11:00-12:00	Posters and demos: session 2 Maksim Belousov, Vladislav Yotkov. Can Digital Humans transform healthcare? (DEMO from Re:course) Thanh-Tung Nguyen, Viktor Schlegel, Abhinav Ramesh Kashyap, Hao Li and Stefan Winkler. Mimic-IV-ICD: A new benchmark for eXtreme MultiLabel Classification Ceyda Uysal, Gloria Roque, Tarso Franarin, Luke Brydon, Sophie Gibbons and Benjamin Fell. Contextual Classification of Substance Use in Electronic Health Records Yang Cui, Lifeng Han and Goran Nenadic. Prompt-based Temporal Classification of Treatment Events from Discharge Summaries Oli Delgaram-Nejad, Dawn Archer and Gerasimos Chatzidamianos. Developing the 4SC: a Small, Specialised, Spoken, Schizophrenia corpus Arooj Hussain, Haifa Alrdahi, Hendrik Šuvalov, Lifeng Han, Goran Nenadic, Nenadic, Will Dixon and Meghna Jani. M3: Extracting medication and related attributes from outpatient letters Zhen Zhu. Insights From Diabetes-Related Food Reviews on an E-Commerce Platform: A Text Analytics Approach Ivo Fins, Heather Davies, Sean Farrell and Peter-John Noble. Can ChatGPT help to tackle canine obesity? – Uncovering Body Condition Score measurements and overweight companion animals described in veterinary clinical narratives using ChatGPT. Performance comparison with a regular expression-based tool Shuai Niu and Xian Yang. Enhancing Clinical Decision Making with Interpretable Evidence for Personalized Disease Risk Prediction Xu Wang, Edward Meinert, Andrea Preston and Shang-Ming Zhou. Identification of Influential Factors in Bladder Cancer: A Co-Designed Study by Utilizing Epidemiology and Machine Learning Framework on Large Electronic Health Records Cohort Antanas Kascenas, Nicolas Pugeault, Alison Q. O’Neil. Denoising Autoencoders for Unsupervised Anomaly Detection in Brain MRI


12:00-13:00	Panel: Towards evaluation guidelines for clinical NLP applications Chair: Prof James Teo (KCL) This panel will focus on exploring how clinical NLP applications should be evaluated in terms of their fitness for purpose: what steps and metrics are needed in the process of evaluation of NLP software for use with real-world data? How to estimate the quality and utility of the software: is comparison to a gold standard enough? If so, what is the right sample size? If not, what else needs to be evaluated? How to evaluate scalability and architectural fit? How the evaluation outcomes are to be communicated to stakeholders? Panel: Will Dixon (University of Manchester), Darren Lunn (Medicines and Healthcare products Regulatory Agency), Rob Brisk (Eolas Medical), Arlene Casey (University of Edinburgh)

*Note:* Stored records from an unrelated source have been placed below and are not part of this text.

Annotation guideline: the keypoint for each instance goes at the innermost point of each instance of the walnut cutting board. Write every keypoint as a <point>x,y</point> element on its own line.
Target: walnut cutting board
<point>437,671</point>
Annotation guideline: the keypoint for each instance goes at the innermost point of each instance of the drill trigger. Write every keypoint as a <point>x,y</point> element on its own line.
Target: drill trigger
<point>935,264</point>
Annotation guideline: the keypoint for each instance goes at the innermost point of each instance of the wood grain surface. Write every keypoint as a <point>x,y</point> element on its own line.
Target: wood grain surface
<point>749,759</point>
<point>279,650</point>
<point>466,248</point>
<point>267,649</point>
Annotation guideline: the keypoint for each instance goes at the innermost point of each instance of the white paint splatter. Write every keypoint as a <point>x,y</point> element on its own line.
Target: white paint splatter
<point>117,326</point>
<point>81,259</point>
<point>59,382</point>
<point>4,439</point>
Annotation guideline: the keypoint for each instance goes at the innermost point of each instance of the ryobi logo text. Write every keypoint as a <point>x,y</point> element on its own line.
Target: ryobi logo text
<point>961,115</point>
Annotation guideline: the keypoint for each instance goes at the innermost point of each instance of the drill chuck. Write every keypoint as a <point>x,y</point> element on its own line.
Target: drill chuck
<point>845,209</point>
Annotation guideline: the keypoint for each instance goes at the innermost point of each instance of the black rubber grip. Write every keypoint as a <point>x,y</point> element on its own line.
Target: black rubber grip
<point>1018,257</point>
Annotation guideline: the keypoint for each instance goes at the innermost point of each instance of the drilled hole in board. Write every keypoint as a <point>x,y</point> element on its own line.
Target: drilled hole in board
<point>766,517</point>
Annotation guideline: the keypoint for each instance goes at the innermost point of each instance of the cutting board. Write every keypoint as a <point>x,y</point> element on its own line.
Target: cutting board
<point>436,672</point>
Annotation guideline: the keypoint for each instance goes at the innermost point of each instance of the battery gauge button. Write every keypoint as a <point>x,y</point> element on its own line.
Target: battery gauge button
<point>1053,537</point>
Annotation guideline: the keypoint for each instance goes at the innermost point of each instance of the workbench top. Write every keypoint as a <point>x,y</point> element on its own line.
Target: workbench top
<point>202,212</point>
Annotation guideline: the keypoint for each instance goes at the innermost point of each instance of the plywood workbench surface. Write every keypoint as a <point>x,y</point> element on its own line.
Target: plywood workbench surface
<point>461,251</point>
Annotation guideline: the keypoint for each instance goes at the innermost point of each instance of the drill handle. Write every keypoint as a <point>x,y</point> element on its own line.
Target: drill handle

13:00-13:15	Open community forum and discussions: session 2 Chair: Goran Nenadic This is an open slot for colleagues to briefly inform the community about any ongoing or future activities, initiatives, projects, etc. It can be used to invite collaborations, highlight opportunities and challenges, etc. Every speaker will have 3 minutes.

13:15-14:00	Lunch
14:00-14:45	Keynote: Dr Yonghui Wu (University of Florida) Opportunities and Challenges of Conversational Artificial Intelligence and Large Language Models in Healthcare The conversational artificial intelligence (AI) from large language models (LLMs) such as ChatGPT has surprised the world with good abilities not only in communicating with humans but also in generating good quality textual content such as presentations, emails, articles, and even computer source codes, approaching human-like language processing. People are curious about its potential utility for healthcare. LLMs bring substantial opportunities and challenges not only to clinical natural language processing but also to artificial intelligence (AI) in electronic health record (EHR) systems and healthcare. Based on the experience in developing and applying clinical LLMs, this keynote talk will overview the recent progress of LLMs, identify opportunities in using LLMs for intelligent electronic health record systems and better healthcare, and examine potential risks, bias, and disparities of this disruptive AI technology. Chair: Richard Dobson

14:45-15:00	Break

15:00-16:00	Industry forum: Translational opportunities and challenges of healthcare generative models Chair: Dr Dan Schofield (NHS England) Industry panel will discuss the opportunities and challenges of generative language models in healthcare, and the roles that industry, academia and NHS would play when these models are trained, evaluated and used to support various activities. How would these models change the landscape of healthcare text analytics? What new challenges such models bring to industry involvement? How will we ensure privacy and fairness, in particular if the models are not tuned on local data? The panellists will be from industry, academia, governance and patient communities. Panel: Yonghui Wu (University of Florida), Debbie Keatley (useMyData), Ben Fell (Akrivia), Maksim Belousov (Re:course AI), Richard Dobson (King’s College London)

16:00-16:15	Final remarks and close

Keynotes

The keynotes this year will naturally focus on the impact and promises of large healthcare language models. We will hear from two experts that are involved in large centres that work with clinical free-text data in the UK and the US.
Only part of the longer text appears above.